If Norman Bates were a real person we imagine he’d be rather fixated on this terrifying homage to our furry and feathery friends at The Beresford. If you ask Halstead realtor Robert Dowling about 211 Central Park West #3J, he would tell you that it’s a rare gem with soaring 10-foot ceilings, and plenty of windows. The woman in the shower… would tell you to run. Either way, we just couldn’t pass up the chance to explore this unique pad and its current owner’s interesting style. But you might want to make sure Fido leaves the room before you continue.
Apartment 3J is a sprawling unit with a 27-foot living room accented by a wood-burning fireplace and some not-so-living creatures. Oh the irony. There’s definitely a lot to look at in this room. In fact, we’re guessing the current owner brings guests in here to sip tea and play a quick game of I Spy a Dead Cat. Well, if the thought of communing with mounted deer heads and stuffed rabbits is making you hungry, you might be a sadist, but let’s head to the kitchen anyway.
The spacious kitchen is flanked by windows and features original brushed steel and glass cabinets. The dead antelope have apparently been meaning to restore the cabinets for years but they just haven’t gotten around to it, what with being dead and all. Which leads us to the master.
This lively home boasts two master suites with walk-in closets, en suite baths, and enough animals to put on a production of the Lion King. A little birdie told us the rooster is a fan of the bathroom’s original basket-weave tile, pedestal sinks and multi-head showers.

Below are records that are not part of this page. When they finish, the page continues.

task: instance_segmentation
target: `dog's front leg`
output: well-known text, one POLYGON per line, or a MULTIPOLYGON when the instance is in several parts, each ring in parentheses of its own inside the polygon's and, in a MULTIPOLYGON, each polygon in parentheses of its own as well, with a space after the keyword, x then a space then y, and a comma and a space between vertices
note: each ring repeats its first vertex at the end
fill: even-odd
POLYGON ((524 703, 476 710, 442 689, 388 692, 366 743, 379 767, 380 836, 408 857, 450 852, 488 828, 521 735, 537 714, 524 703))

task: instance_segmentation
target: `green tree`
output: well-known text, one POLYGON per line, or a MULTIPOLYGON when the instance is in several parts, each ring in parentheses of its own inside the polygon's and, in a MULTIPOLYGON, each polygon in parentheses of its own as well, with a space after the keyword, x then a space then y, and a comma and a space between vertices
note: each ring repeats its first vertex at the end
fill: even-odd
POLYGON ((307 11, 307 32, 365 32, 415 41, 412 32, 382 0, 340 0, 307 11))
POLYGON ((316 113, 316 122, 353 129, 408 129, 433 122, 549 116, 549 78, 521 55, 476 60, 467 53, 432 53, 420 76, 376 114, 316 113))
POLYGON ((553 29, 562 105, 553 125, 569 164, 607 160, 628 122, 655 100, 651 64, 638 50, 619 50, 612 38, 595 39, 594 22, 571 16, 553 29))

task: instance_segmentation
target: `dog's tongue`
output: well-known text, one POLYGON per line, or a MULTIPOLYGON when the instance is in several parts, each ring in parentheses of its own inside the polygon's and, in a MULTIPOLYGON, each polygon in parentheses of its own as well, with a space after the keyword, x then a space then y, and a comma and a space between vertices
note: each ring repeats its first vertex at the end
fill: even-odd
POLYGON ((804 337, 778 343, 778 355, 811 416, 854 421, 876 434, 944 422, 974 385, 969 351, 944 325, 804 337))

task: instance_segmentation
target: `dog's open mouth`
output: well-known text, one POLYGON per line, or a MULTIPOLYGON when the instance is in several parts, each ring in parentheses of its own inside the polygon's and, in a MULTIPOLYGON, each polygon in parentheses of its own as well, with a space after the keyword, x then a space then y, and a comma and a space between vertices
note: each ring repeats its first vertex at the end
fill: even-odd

Don’t ask us what happened to the birdie after it spilled that secret, though.
Additionally the home has herringbone wood floors throughout (coincidence?), and a staff room and bath where employees can relax and watch Discovery Channel or read The Most Dangerous Game.
Apartment 3J may be a nightmare to PETA members and Ace Ventura alike, but avid hunters might appreciate its location in one of the Central Park West’s most prestigious white-glove buildings. We’re guessing the gloves are white during the off-season. This $3.395 million architectural masterpiece is a landmark in its own right and is conveniently located across from Central Park and the Museum of Natural History… you know, so the animals can have play dates. I bet they’ll miss their friends at the museum when they move.